Black Pyramid pinball machine (1984)

Release Date:

July 1984

Black Pyramid Gameplay & History

Enter the tomb — Bally’s 1984 Black Pyramid is a supernatural adventure four-player designed by George Christian with art by the great Greg Freres, and it’s a sleek, fast mid-’80s machine built around a clever inline-drop-and-orbit bonus engine. With a confirmed run of 2,500, it has a swinging target, a right-outlane detour gate, and that satisfying combination of inline drops in the right orbit that gives the game its distinctive rhythm.

The strategy is a focused, rewarding climb. Hit the inline drops in the right orbit to increase your bonus multiplier, then keep driving that right orbit to collect the B-L-A-C-K and P-Y-R-A-M-I-D letters, each spelling pumping your bonus higher. Because the bonus carries over from ball to ball, a player who builds a big bonus on ball one can shift focus to simply hitting those inline drop targets afterward, compounding the advantage. Landing in the saucer while the “A” insert is lit opens the detour gate to prevent a right-outlane drain — a handy bit of self-preservation — and spelling BLACK PYRAMID three times rewards you with a free game, a tangible prize for sustained accuracy.

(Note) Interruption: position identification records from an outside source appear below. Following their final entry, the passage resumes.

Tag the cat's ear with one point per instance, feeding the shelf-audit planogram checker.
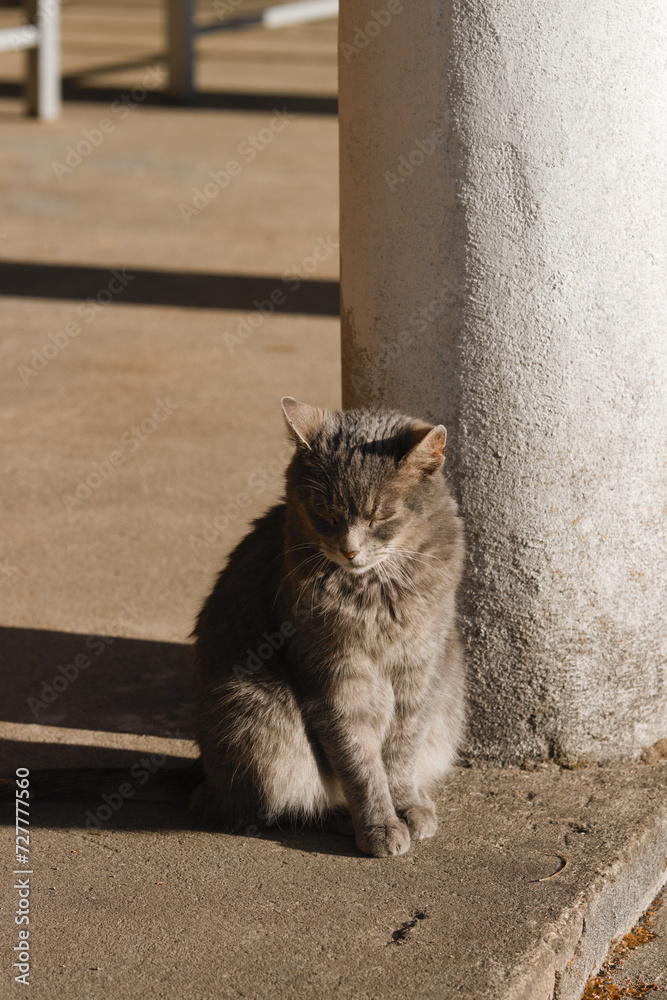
(302, 421)
(428, 448)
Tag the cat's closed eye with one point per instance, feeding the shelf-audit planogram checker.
(380, 518)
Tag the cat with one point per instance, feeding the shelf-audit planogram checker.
(329, 670)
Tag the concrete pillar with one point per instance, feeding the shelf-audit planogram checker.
(503, 254)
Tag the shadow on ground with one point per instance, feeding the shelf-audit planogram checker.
(170, 288)
(73, 90)
(96, 682)
(126, 686)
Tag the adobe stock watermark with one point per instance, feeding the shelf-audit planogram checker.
(92, 138)
(292, 280)
(261, 479)
(87, 311)
(247, 151)
(67, 673)
(407, 165)
(363, 35)
(129, 442)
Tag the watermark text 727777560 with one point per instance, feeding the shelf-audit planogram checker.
(23, 869)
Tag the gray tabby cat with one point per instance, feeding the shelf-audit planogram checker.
(328, 664)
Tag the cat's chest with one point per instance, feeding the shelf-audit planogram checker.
(381, 616)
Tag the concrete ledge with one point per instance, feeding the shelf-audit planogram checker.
(145, 907)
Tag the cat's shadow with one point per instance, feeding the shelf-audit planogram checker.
(130, 686)
(92, 812)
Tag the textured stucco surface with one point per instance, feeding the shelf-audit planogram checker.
(512, 285)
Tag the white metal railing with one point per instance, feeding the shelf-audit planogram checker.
(40, 38)
(182, 30)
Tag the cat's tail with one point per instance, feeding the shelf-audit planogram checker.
(139, 783)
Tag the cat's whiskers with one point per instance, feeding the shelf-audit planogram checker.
(291, 573)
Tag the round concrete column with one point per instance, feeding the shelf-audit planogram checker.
(503, 248)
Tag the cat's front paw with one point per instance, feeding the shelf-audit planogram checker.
(384, 841)
(421, 819)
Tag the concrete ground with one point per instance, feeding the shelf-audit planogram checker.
(637, 964)
(140, 399)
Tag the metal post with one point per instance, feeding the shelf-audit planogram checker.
(43, 87)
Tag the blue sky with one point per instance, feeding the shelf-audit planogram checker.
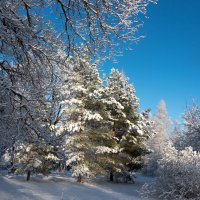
(166, 63)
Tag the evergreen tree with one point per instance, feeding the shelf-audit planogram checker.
(162, 127)
(129, 126)
(90, 142)
(192, 127)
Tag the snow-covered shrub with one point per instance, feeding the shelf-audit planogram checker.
(178, 175)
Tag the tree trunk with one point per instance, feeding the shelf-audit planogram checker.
(28, 175)
(79, 179)
(111, 176)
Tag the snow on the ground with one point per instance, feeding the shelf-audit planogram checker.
(57, 187)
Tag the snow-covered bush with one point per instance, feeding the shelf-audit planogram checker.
(178, 175)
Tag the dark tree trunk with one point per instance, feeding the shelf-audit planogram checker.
(79, 179)
(28, 175)
(111, 176)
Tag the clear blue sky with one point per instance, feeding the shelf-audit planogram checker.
(166, 64)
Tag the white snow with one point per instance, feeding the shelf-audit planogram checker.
(57, 187)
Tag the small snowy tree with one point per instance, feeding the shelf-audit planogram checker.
(178, 175)
(162, 127)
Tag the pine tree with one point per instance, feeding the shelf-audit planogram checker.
(162, 127)
(129, 126)
(90, 142)
(192, 127)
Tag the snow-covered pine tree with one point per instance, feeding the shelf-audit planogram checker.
(192, 127)
(162, 126)
(129, 126)
(90, 143)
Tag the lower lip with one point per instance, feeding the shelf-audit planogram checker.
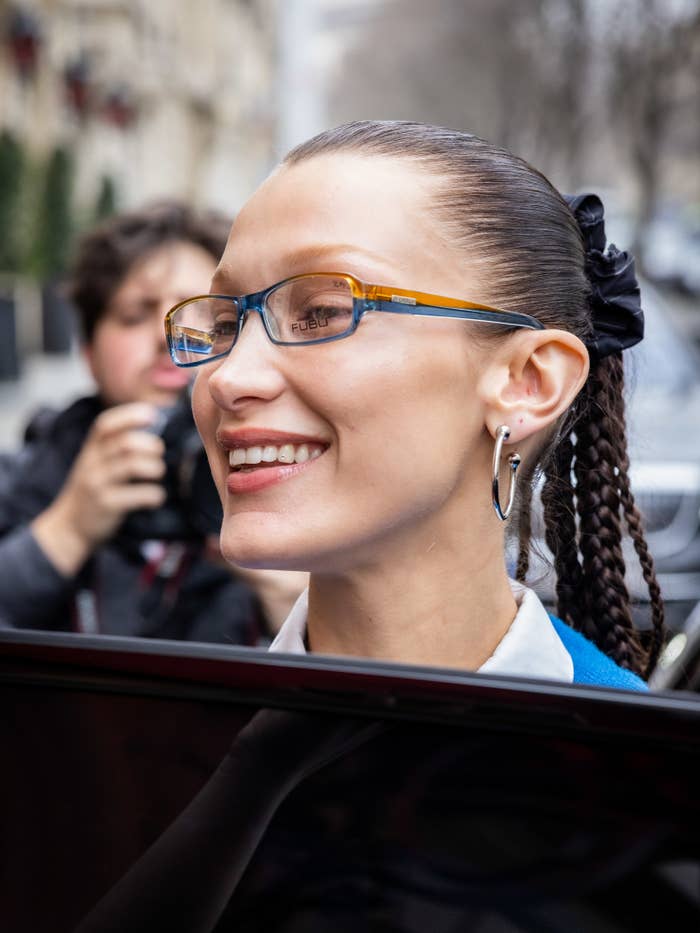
(262, 477)
(169, 378)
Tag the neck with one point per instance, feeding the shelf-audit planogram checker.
(441, 605)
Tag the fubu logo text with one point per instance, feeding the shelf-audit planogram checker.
(311, 324)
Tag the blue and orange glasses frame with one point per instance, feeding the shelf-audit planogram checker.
(311, 308)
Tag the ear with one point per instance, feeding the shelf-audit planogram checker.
(532, 381)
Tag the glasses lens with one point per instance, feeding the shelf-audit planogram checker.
(314, 307)
(203, 328)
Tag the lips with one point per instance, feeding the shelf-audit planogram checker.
(260, 458)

Black Pyramid is one of those tidy, well-balanced mid-’80s Bally machines that rewards a player who commits to its central loop and builds that carryover bonus patiently. Freres’s moody pyramid art gives it real atmosphere, and the inline-drops-and-orbit structure makes for a clean, repeatable groove that’s deeply satisfying to master. Drive the right orbit, spell the words, protect your bonus with that gate, and chase the free game. The pharaoh’s treasure goes to the player with the steadiest right-orbit shot in the room.